Согласно одному из писем Юлиана, однажды ночью во время его пребывания в Лютеции ему приснился странный сон, который он следующим образом пересказал своему врачу Орибасию1:
«Я видел очень высокое дерево, растущее в просторном триклинии. Оно склонялось к земле. От его корней поднимался другой росток, пока еще маленький, но весь цветущий и покрытый почками. С грустью и страхом я подумал, что это слабое деревце может быть вырвано из земли вместе с большим. И когда я подошел ближе, то увидел, что большое дерево уже лежит на земле, в то время как маленькое все еще стоит, хотя и слегка вытащено из земли. При виде этого моя тревога возросла. „Как жаль это прекрасное дерево! — воскликнул я. — Даже его отпрыску грозит смерть!“ И тут незнакомый голос сказал мне: „Посмотри получше и успокойся. Корни маленького деревца остались в земле, оно цело и невредимо и теперь только будет крепнуть“».
На вопрос Юлиана о значении этого сна Орибасий ответил:
«Его смысл ясен: старое дерево — это Констанций, молодой росток — это ты».
Представим себе на минуту, что подобный сон приснился святому Афанасию Александрийскому или святому Григорию Назианзину, современникам Юлиана.
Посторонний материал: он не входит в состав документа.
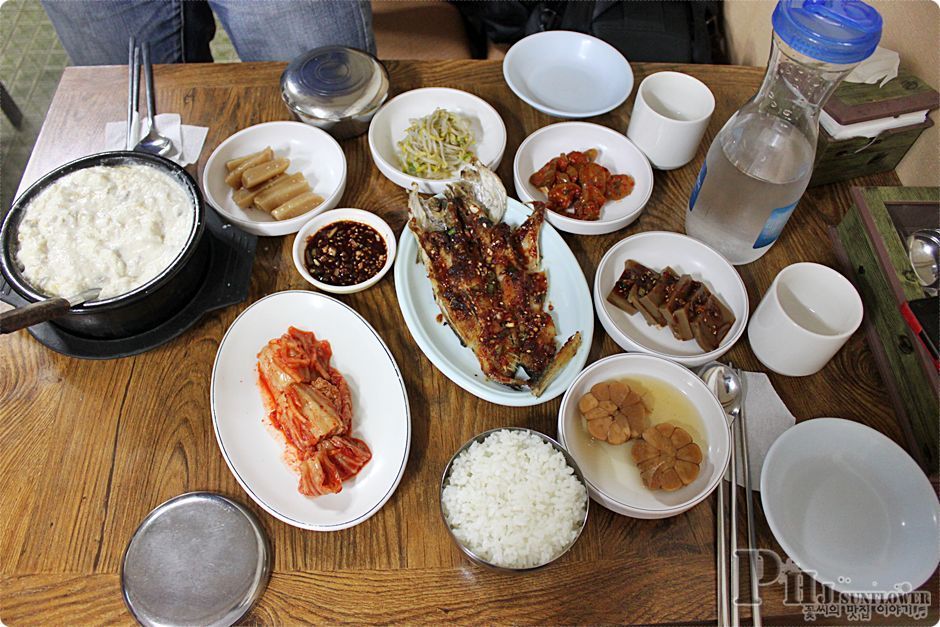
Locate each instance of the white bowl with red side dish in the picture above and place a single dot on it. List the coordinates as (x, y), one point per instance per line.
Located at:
(685, 255)
(333, 218)
(615, 152)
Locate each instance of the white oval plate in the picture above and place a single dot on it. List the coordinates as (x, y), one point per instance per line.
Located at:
(567, 293)
(656, 250)
(381, 415)
(616, 153)
(851, 508)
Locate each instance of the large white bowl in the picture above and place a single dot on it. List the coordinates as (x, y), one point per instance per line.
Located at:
(685, 255)
(617, 154)
(392, 120)
(568, 74)
(851, 508)
(337, 215)
(621, 490)
(310, 150)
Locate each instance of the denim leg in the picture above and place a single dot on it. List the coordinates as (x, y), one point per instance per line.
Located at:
(279, 30)
(95, 32)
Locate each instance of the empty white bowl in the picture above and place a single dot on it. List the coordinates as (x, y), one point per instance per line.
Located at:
(851, 508)
(568, 74)
(685, 255)
(617, 154)
(393, 119)
(612, 478)
(310, 150)
(337, 215)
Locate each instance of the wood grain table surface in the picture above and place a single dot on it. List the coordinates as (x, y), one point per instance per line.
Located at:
(88, 448)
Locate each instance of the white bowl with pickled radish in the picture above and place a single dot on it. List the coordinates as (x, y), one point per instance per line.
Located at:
(674, 394)
(312, 152)
(615, 152)
(325, 220)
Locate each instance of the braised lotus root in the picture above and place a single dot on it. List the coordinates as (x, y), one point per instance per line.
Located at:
(667, 457)
(614, 413)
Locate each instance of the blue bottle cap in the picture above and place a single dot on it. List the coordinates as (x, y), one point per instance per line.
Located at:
(834, 31)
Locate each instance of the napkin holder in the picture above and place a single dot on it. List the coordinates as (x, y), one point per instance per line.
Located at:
(853, 103)
(870, 243)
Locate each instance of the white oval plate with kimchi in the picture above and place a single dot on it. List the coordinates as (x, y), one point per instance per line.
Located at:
(380, 412)
(568, 296)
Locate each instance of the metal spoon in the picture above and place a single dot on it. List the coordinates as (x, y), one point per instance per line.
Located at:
(43, 310)
(154, 142)
(923, 249)
(724, 383)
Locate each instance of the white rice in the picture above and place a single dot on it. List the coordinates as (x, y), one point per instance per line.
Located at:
(513, 500)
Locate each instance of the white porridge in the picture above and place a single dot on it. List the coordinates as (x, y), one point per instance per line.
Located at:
(114, 227)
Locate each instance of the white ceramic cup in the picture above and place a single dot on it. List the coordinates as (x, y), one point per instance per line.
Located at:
(805, 317)
(670, 115)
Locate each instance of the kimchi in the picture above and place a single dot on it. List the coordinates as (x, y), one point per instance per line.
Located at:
(310, 410)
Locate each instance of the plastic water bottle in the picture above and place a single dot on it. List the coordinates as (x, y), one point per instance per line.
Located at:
(760, 163)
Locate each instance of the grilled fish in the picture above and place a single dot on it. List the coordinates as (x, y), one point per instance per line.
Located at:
(488, 281)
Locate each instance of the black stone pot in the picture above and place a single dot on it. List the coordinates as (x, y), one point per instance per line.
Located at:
(140, 309)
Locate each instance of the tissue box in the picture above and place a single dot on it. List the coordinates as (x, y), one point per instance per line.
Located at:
(838, 160)
(871, 244)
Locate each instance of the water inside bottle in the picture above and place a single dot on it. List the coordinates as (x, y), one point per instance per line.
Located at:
(769, 171)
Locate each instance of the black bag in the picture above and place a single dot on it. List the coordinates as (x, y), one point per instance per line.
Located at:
(676, 31)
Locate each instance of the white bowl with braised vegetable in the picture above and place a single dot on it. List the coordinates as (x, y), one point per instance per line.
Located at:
(425, 136)
(648, 434)
(271, 178)
(344, 250)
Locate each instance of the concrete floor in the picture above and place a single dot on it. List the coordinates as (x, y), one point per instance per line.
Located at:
(31, 63)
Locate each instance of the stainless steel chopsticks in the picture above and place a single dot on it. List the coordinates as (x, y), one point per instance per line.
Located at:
(133, 90)
(749, 503)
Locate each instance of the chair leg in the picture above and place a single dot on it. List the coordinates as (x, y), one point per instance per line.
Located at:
(9, 107)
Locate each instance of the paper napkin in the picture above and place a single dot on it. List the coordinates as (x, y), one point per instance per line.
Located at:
(187, 140)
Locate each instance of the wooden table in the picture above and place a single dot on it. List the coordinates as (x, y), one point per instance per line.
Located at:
(88, 448)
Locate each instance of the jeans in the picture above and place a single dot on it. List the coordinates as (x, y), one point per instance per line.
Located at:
(95, 32)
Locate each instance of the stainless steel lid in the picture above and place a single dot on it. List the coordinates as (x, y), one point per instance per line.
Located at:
(198, 559)
(334, 83)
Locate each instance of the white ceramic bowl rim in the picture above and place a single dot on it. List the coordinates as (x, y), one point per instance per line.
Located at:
(685, 372)
(729, 340)
(575, 124)
(382, 161)
(559, 34)
(353, 214)
(774, 451)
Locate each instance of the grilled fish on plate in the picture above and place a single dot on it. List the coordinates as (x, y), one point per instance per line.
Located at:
(488, 280)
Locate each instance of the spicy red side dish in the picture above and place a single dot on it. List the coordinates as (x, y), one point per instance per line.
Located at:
(577, 187)
(310, 408)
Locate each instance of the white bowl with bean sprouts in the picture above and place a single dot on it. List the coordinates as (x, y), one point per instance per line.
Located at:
(405, 135)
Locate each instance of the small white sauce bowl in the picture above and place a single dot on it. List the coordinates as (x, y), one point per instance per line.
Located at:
(310, 150)
(393, 119)
(338, 215)
(568, 74)
(616, 153)
(624, 492)
(685, 255)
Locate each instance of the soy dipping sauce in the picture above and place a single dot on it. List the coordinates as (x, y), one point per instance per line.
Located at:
(345, 253)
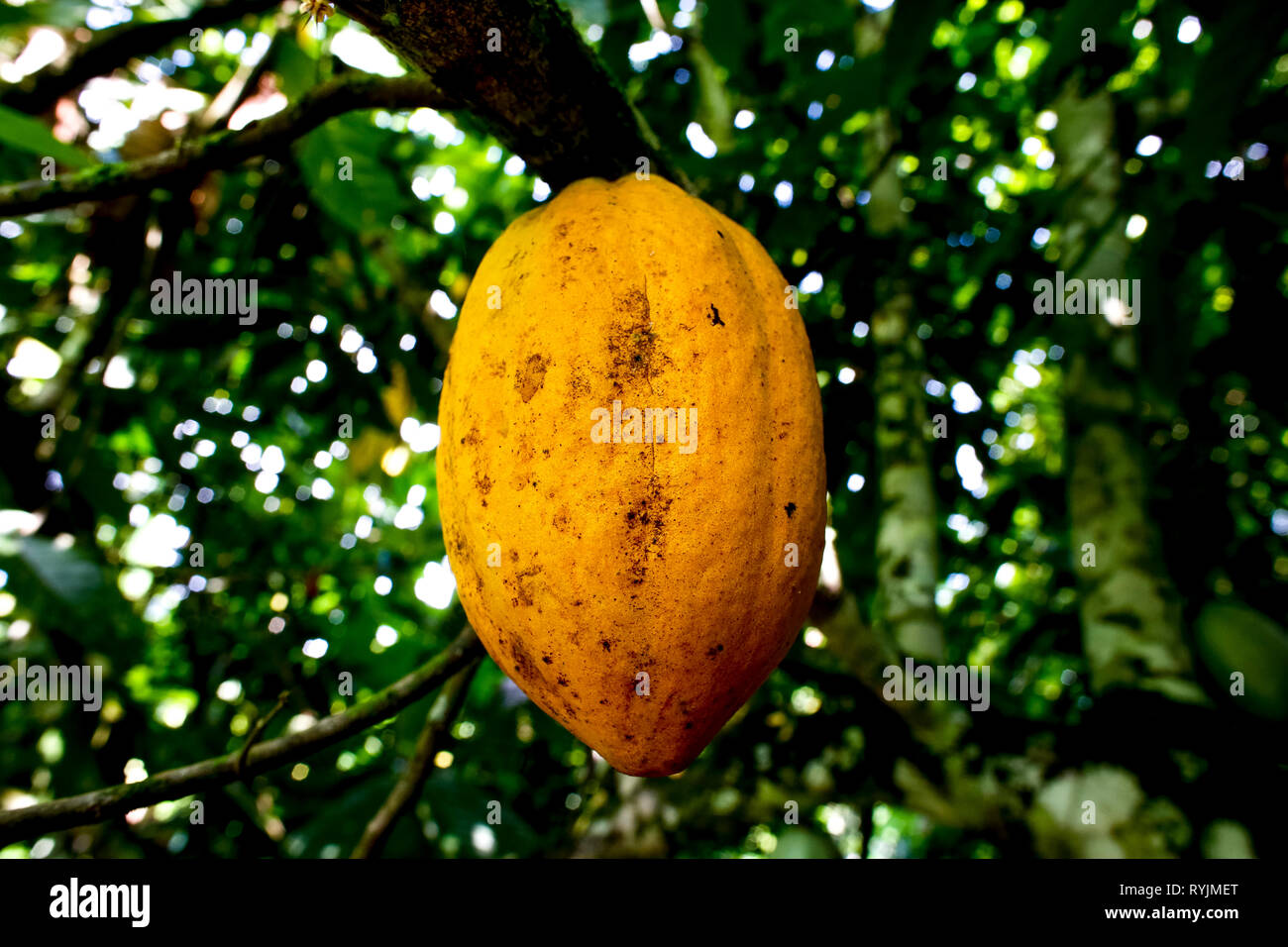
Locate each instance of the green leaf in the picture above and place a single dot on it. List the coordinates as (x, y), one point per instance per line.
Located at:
(65, 573)
(368, 195)
(34, 137)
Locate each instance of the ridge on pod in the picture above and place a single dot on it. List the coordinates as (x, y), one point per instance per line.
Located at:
(631, 474)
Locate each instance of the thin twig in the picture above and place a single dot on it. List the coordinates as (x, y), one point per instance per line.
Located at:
(224, 149)
(408, 787)
(259, 731)
(184, 781)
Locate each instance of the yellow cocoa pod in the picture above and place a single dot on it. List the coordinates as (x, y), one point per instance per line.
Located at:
(630, 475)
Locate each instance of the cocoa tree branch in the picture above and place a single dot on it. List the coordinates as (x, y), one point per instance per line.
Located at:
(184, 781)
(407, 789)
(528, 77)
(224, 149)
(116, 47)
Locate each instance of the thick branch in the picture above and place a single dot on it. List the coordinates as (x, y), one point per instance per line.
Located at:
(116, 47)
(404, 791)
(526, 73)
(222, 150)
(184, 781)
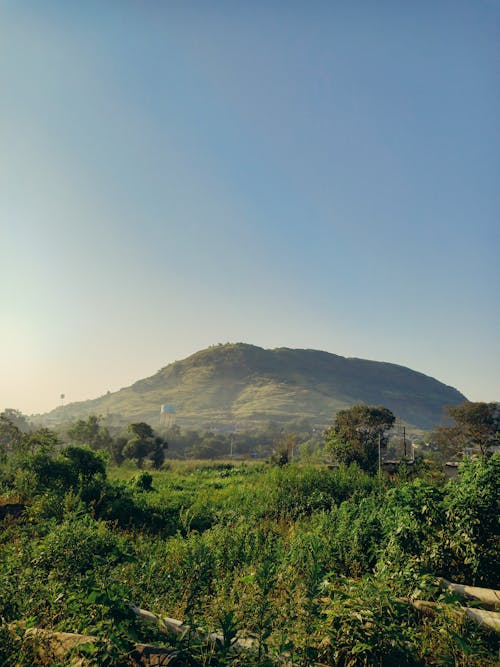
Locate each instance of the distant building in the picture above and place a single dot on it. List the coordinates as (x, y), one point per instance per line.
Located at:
(168, 413)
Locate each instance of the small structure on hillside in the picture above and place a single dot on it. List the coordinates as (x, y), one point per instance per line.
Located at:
(168, 413)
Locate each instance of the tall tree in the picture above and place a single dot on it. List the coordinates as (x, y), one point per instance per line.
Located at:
(476, 427)
(90, 432)
(142, 443)
(356, 434)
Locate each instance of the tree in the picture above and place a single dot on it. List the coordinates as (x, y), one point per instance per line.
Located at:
(477, 426)
(90, 432)
(356, 434)
(142, 443)
(17, 418)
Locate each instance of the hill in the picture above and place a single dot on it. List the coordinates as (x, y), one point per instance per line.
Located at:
(241, 384)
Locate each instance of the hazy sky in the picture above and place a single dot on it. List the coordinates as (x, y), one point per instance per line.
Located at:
(298, 174)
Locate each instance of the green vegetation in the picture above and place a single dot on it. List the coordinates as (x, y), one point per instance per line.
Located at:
(358, 434)
(246, 385)
(316, 566)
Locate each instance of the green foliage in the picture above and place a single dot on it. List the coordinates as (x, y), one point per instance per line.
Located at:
(142, 443)
(472, 509)
(89, 432)
(357, 433)
(313, 565)
(476, 428)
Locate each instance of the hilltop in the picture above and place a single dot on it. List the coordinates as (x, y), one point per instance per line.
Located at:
(241, 384)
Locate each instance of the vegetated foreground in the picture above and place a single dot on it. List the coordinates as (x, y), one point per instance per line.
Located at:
(310, 566)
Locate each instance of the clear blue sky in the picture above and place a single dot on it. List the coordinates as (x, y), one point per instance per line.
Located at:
(300, 174)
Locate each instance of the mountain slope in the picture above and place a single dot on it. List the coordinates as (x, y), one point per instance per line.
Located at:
(244, 384)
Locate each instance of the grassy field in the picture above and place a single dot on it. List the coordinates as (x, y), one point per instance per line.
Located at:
(315, 566)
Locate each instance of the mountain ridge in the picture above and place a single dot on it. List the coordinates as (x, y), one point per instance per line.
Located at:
(243, 384)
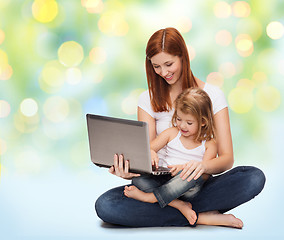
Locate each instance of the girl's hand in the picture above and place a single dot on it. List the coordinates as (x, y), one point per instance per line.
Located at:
(175, 169)
(119, 170)
(192, 170)
(155, 159)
Если бы они спросили кого-нибудь из своего окружения о значении этого сна, то, без сомнения, получили бы такой ответ:
«Обреченное на смерть старое дерево — это Римская империя; молодой росток, которому суждено крепнуть, — это христианская Церковь».
Сегодня у нас есть достаточно оснований считать, что именно такой ответ был бы правильным.
Ибо, несмотря на все усилия Юлиана по воскрешению язычества — пусть даже в виде синтеза митраизма и александрийского неоплатонизма, — ни у него, ни у кого бы то ни было другого не хватило сил для того, чтобы спасти большое дерево от гибели или помешать молодому побегу расти с неимоверной быстротой. На деле такой ход развития был неизбежен. Он был естественным следствием особенностей структуры римского общества III–IV веков. Сколь бы пылкими и искренними ни были убеждения Юлиана и его сторонников, они не могли ничего изменить. Хотя внешне и может показаться, что это не так, приверженцы «Непобедимого Солнца» были изначально обречены на поражение.
Конечно, Юлиана отталкивали бесконечные потасовки между различными христианскими сектами. Ведь монофизиты, ариане, донатисты, циркумцеллионы, энкратиты и монтанисты (мы упомянули лишь основные течения) постоянно грызлись между собой. Можно понять, почему он испытывал явное отвращениие к неопрятности адептов этих течений и к зачастую недостойному поведению их священнослужителей; к их всклокоченным бородам и покрытым вшами телам; к их преклонению перед сыном галилейского плотника, который оказался даже не в состоянии сам сойти с креста, чтобы доказать свою божественность; к мрачной приверженности христиан к костям и черепам, которые они превращали в реликвии; к их узким и темным церквям-склепам, где они упорно повторяли заунывные гимны; к их болезненной привязанности к смерти и той извращенной радости, с которой они ожидали конца света. Разве и впрямь не кажется все это зловещим по сравнению со светлой религией Зевса и Аполлона, с возвышенными ритуалами, которые совершались солнцепоклонниками? Если рассматривать только эти черты христианства, то вполне можно поверить, что ему не могло быть суждено великое будущее и что оно представляло собой некую преходящую болезнь, от которой следовало избавить мир.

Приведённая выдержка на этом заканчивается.